The recent study by property finance experts, Octane Capital, indicates that by the close of 2023, there’s an anticipated 11% yearly drop in mortgage sanction rates. However, a short-term uplift in activity is anticipated in the latter half of the year.
Octane Capital delved into past mortgage sanction records from the Bank of England to evaluate the present state of the market and project its position by year’s end.
Recent data reveals that in June of this year, 54,662 mortgages were sanctioned. This not only represents a 7% rise compared to the prior month but also marks the second straight month of rising approvals. Current mortgage sanction rates are notably 37% higher than the market’s lowest point of 39,825, recorded in January of this year.
Despite witnessing a recent uptick, the number of mortgage sanctions in the initial six months of the year only reached 291,578. This is notably 29% lower than the 410,244 sanctions observed in the first half of 2022.
Encouragingly, the momentum in the mortgage approval sector appears to be gaining pace.

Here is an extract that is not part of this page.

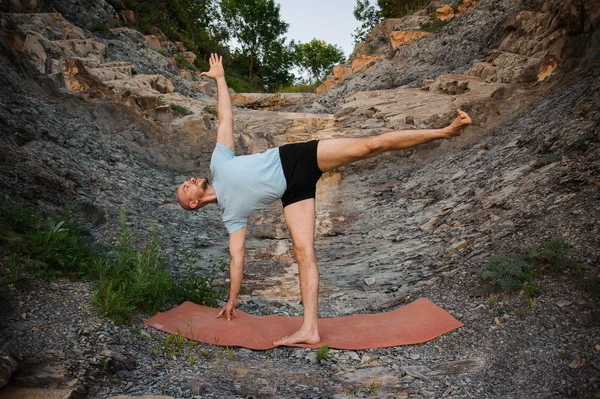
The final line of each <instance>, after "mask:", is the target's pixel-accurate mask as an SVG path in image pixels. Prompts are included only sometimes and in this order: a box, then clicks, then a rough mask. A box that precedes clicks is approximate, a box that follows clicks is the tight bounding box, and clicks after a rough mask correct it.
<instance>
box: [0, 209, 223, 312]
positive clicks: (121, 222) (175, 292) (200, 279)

Octane Capital projects that by December this year, we might see monthly figures approaching 69,034.
Such a trend could echo the peaks of the previous year before the unexpected turns of September’s mini budget. The total mortgage approvals for the latter half of 2023 might even touch 377,927, marking a 30% ascent compared to the year’s first half.
Yet, with all this considered, the cumulative annual mortgage approvals by the end of 2023 are projected to be around 669,550. This indicates an 11% decline year-on-year, especially following 2022, which itself registered a 20% drop in total mortgage approval rates compared to its preceding year.
Octane Capital’s CEO, Jonathan Samuels, remarked, “The rising trend in interest rates, coupled with subdued buyer activity, suggests we’ll witness a decline in total mortgage approvals for the second year running in 2023.
However, it appears the most challenging times have passed. We are gradually distancing from the market troughs encountered earlier this year, anticipating encouraging growth in the latter half.
Despite this brief uplift, we’re not expecting an overall rise in annual mortgage approvals. Still, it does lay a robust groundwork for optimistic growth in 2024.”